New Testament Greek Linguistic Databases

File this under “Rant.”

We have a good dozen different Greek morphology databases/annotation. We have (currently) two New Testament Greek Syntax databases.

Of all of them, only one cites its sources and provides extended analysis and description of why it says what it says.


That’s right.

How in the world is that acceptable???

I’ve talked about this before. I’ll admit that I haven’t tried to contact everyone, but I’ve tried a couple — I’ve tried to contact GRAMCORD twice. Nothing.

But that’s not the point. If this work in Greek morphology and syntax is supposed to be scholarly, where was peer review? Where was the analysis? Where was the argumentation? I shouldn’t need to ask about it after the fact. This documentation should have been available when the database was created. If you were doing papyriology and provided the editio precepts for a newly discovered papyrus, could you get away with just saying, “Okay guys, here it is. This is my reconstruction. This is my translation.” And not defend or argue a single point?

This is unacceptable and inadequate for scholarship.

And yet,

we have accepted it.

We have treated it as adequate.

What other field can you produce a massive project, give it to the world as significant and valuable for scholarly use…

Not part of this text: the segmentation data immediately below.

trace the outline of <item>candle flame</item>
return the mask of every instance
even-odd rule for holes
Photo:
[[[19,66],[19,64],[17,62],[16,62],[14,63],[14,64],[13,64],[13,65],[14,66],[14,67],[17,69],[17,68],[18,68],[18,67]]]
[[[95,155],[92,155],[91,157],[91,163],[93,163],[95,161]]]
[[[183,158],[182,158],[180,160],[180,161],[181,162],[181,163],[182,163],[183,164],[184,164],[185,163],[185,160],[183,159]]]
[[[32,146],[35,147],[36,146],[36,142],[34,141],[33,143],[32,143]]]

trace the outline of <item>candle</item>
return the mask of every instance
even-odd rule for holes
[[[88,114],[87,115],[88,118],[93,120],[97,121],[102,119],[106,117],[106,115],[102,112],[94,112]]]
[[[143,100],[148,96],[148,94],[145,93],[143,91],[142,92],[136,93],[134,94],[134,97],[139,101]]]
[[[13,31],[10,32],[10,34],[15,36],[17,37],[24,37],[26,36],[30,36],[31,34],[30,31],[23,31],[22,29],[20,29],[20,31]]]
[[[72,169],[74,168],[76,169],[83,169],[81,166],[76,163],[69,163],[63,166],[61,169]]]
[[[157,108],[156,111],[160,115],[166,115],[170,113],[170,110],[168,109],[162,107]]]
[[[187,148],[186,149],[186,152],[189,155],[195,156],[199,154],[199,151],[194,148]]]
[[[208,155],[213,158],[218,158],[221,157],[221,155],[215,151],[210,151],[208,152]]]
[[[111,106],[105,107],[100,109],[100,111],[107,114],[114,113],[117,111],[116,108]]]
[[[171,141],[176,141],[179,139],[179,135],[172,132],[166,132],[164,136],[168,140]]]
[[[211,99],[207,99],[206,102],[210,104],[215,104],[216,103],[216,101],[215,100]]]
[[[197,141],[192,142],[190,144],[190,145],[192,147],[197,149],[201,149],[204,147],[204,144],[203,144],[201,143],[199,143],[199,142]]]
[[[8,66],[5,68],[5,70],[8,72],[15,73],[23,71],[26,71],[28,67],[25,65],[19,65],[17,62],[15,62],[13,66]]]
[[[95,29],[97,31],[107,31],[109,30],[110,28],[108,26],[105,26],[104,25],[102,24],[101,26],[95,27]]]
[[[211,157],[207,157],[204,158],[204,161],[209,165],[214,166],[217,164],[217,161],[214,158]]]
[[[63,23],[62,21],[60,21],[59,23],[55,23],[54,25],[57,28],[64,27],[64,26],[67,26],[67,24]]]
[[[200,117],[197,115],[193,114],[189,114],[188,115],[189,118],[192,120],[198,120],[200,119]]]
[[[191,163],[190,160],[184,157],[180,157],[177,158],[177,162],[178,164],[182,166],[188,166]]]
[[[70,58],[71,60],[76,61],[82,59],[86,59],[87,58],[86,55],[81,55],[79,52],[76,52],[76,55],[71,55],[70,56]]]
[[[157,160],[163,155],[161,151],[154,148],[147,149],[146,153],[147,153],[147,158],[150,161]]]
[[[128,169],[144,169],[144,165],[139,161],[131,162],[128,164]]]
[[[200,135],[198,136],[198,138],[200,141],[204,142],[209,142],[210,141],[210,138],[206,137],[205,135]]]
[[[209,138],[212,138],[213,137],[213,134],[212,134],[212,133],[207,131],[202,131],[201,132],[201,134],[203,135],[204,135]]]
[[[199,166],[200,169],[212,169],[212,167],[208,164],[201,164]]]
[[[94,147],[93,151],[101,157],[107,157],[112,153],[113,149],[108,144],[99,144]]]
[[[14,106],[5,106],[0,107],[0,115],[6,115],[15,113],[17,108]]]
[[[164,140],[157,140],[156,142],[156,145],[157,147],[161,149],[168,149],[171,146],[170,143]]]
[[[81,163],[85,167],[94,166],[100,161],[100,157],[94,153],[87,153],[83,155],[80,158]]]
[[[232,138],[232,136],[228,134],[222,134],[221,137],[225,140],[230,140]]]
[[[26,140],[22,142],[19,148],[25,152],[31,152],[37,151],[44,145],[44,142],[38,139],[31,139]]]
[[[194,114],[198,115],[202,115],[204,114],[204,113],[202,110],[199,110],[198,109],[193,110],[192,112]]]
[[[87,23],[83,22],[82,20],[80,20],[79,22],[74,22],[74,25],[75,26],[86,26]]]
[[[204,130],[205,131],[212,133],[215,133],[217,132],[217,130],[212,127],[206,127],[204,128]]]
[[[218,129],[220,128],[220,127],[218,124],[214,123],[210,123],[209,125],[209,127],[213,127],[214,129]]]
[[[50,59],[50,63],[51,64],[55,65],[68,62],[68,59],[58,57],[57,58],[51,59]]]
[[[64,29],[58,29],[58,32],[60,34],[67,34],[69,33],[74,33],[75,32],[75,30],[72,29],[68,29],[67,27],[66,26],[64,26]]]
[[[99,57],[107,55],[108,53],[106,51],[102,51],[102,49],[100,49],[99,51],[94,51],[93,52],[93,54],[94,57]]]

Do you think it’s acceptable to go and do such a project present a couple of papers on it at a academic conference or two and assume that’s enough? All of you have been put on report. I want documentation. I want defense of your analysis. I want at least bibliography.

Would your thesis or dissertation have been approved had you not cited anything?

UPDATE: We’re now at 2, surprisingly as of checking my e-mail this morning: PROIEL has completed the Gospels and is currently working on the rest of the NT. There is limited documentation (112 page pdf). I say “limited,” because again, there are no sources, no bibliography, no references. This is a step in the right direction, but continues to be inadequate. Again, if this 112 page document were a dissertation, it wouldn’t be approved. Even still, it’s slightly embarrassing that I should write such a post the night before a new database is announced. Well, I’m happy for it and hope more will document their work in a similar manner (except with a bibliography and references).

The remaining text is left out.